MUC1 is a mucin glycoprotein containing multiple tandem repeats of 20 amino acids, with five serines and threonines that can be O-glycosylated. Here, we investigated the O-glycosylation site occupancy in MUC1 glycoproteins produced in two mutant CHO cell lines, Lec3.2.8.1 and ldlD. We found that the average site occupancy was higher in MUC1 from Lec3.2.8.1 than from ldlD and that the occupancy increased with the number of tandem repeats in the protein and also depended on the culture conditions used for production.

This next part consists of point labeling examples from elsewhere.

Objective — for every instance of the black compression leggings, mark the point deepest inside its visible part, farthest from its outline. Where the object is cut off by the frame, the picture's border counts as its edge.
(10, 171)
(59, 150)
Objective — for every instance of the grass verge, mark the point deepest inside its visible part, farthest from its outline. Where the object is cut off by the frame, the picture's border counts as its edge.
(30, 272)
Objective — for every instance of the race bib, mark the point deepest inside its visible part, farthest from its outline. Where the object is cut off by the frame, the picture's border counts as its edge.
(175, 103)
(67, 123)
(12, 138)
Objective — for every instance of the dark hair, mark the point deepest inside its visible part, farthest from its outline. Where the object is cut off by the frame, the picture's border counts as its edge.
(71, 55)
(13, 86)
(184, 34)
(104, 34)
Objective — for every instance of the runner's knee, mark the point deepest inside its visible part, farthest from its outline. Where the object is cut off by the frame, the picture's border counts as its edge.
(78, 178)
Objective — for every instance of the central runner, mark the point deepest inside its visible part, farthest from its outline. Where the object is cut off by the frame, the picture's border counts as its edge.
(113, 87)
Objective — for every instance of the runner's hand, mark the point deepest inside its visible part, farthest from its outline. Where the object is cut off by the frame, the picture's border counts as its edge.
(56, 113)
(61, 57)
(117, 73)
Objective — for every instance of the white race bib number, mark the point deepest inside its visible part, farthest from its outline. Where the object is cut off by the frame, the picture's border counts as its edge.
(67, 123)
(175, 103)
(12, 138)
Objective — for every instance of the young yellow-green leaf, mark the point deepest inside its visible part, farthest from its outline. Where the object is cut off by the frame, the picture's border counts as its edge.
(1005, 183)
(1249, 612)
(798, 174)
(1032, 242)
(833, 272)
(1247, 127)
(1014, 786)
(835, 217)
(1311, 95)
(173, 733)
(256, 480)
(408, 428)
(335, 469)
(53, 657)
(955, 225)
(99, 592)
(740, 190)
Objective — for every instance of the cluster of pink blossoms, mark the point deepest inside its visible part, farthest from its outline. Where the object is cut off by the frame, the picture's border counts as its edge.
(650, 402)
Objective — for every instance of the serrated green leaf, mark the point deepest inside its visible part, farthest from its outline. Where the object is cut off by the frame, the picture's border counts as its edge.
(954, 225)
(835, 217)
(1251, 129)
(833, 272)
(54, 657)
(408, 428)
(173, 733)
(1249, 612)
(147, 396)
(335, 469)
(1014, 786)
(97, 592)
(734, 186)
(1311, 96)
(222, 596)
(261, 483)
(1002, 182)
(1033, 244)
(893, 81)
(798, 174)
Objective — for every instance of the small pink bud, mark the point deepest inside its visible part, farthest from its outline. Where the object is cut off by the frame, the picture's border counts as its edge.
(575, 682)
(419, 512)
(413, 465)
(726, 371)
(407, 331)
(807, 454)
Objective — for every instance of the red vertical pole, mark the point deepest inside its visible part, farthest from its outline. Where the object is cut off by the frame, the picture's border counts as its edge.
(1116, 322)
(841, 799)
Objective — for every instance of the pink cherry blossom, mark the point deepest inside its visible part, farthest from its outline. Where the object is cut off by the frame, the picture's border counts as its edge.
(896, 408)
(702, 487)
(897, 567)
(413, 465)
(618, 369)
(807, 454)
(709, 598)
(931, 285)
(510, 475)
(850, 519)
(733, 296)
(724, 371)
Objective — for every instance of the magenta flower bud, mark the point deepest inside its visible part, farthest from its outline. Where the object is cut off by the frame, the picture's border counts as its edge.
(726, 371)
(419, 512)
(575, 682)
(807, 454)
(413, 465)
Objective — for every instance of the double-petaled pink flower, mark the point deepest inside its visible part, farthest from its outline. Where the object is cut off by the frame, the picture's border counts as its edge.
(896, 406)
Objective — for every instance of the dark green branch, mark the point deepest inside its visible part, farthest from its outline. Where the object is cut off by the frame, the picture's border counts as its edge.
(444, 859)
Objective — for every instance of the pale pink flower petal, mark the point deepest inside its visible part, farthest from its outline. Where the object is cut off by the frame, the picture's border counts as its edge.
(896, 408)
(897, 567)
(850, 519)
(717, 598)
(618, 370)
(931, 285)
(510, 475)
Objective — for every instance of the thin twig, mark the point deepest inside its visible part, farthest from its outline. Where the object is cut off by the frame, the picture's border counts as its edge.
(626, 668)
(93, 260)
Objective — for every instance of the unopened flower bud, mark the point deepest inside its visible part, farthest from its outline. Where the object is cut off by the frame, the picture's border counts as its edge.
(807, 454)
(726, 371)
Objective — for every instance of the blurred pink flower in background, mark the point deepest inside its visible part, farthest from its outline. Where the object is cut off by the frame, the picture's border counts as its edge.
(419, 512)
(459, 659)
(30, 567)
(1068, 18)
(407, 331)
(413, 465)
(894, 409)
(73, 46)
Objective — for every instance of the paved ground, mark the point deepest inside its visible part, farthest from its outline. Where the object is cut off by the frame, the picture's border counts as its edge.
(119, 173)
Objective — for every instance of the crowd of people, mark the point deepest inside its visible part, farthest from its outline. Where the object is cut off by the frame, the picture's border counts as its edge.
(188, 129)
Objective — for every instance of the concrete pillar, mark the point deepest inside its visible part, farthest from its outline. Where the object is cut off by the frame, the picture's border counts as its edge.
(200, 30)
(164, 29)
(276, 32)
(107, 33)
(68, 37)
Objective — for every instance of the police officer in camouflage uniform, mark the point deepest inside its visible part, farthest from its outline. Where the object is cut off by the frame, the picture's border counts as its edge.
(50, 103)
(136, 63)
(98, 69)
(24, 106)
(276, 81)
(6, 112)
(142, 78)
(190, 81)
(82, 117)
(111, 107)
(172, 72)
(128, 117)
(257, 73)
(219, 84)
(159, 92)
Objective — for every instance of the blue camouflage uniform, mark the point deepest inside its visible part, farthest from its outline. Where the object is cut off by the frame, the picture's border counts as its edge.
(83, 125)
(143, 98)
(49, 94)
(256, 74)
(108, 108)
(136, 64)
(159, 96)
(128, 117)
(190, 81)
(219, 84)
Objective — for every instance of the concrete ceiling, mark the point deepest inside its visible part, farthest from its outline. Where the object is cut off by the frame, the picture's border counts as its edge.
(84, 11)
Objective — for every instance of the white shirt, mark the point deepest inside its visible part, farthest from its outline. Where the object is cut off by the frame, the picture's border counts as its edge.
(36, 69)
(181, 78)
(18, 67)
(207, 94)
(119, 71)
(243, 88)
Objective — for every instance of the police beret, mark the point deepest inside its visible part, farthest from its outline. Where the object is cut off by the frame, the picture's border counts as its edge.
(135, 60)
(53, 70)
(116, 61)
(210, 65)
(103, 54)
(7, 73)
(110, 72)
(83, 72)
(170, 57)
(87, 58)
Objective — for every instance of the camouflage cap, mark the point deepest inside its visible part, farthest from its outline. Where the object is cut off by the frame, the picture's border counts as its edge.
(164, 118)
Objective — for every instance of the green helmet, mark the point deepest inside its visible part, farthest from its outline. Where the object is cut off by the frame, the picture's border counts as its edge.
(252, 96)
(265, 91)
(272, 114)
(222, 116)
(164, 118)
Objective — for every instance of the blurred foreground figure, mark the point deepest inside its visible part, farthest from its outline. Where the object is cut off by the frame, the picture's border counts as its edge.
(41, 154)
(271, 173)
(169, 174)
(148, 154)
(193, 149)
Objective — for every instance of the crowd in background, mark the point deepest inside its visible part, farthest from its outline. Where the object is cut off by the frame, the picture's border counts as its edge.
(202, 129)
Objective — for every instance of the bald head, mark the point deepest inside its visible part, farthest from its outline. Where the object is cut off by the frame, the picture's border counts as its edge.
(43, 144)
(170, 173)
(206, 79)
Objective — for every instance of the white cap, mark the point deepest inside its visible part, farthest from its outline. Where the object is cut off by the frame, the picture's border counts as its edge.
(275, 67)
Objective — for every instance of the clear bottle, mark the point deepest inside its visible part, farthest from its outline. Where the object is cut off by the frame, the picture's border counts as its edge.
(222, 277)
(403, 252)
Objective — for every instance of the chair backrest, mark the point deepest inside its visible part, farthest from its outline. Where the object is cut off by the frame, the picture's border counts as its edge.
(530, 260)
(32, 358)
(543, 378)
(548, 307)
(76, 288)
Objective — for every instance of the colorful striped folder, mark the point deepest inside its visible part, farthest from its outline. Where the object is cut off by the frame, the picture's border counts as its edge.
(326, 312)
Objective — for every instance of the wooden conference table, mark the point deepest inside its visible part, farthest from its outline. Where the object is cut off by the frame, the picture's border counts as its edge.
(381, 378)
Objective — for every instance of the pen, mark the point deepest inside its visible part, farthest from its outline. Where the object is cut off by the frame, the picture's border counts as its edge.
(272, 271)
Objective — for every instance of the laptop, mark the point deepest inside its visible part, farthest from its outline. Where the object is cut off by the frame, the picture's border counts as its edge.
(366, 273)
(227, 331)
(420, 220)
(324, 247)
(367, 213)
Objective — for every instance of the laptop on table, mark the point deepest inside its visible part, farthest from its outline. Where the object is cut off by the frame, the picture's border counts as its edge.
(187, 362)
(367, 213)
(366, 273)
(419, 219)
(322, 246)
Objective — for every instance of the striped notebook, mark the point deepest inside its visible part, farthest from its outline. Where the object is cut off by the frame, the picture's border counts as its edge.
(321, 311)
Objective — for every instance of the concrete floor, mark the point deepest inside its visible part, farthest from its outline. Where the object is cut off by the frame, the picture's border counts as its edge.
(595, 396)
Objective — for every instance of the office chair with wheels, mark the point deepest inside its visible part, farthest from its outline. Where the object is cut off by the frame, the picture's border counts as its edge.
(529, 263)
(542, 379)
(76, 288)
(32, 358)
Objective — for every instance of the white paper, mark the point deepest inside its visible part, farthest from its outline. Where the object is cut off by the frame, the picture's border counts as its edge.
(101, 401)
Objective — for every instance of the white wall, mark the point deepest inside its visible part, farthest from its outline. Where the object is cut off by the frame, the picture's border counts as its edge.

Moreover, we describe the successful use of electron-capture dissociation (ECD) fragmentation, coupled to online liquid chromatography mass spectrometry, to determine the glycosylation of individual sites in recombinant MUC1 proteins with 16 tandem repeats. We analyzed MUC1 tandem repeat peptides with 1-5 GalNAc residues by ECD fragmentation and found that the first site to be glycosylated was either Ser-5 or Thr-6, with the addition of a second GalNAc at Thr-14. For peptides with three GalNAc residues, several different variants of glycopeptides were found, indicating a heterogeneous order of glycosylation at this stage. In contrast, only one variant was found for peptides with four GalNAc residues, where Thr-19 in the PDTR motif was left unglycosylated, indicating that this site is glycosylated last. The results gave novel insight into the order of GalNAc substitution in MUC1 in vivo.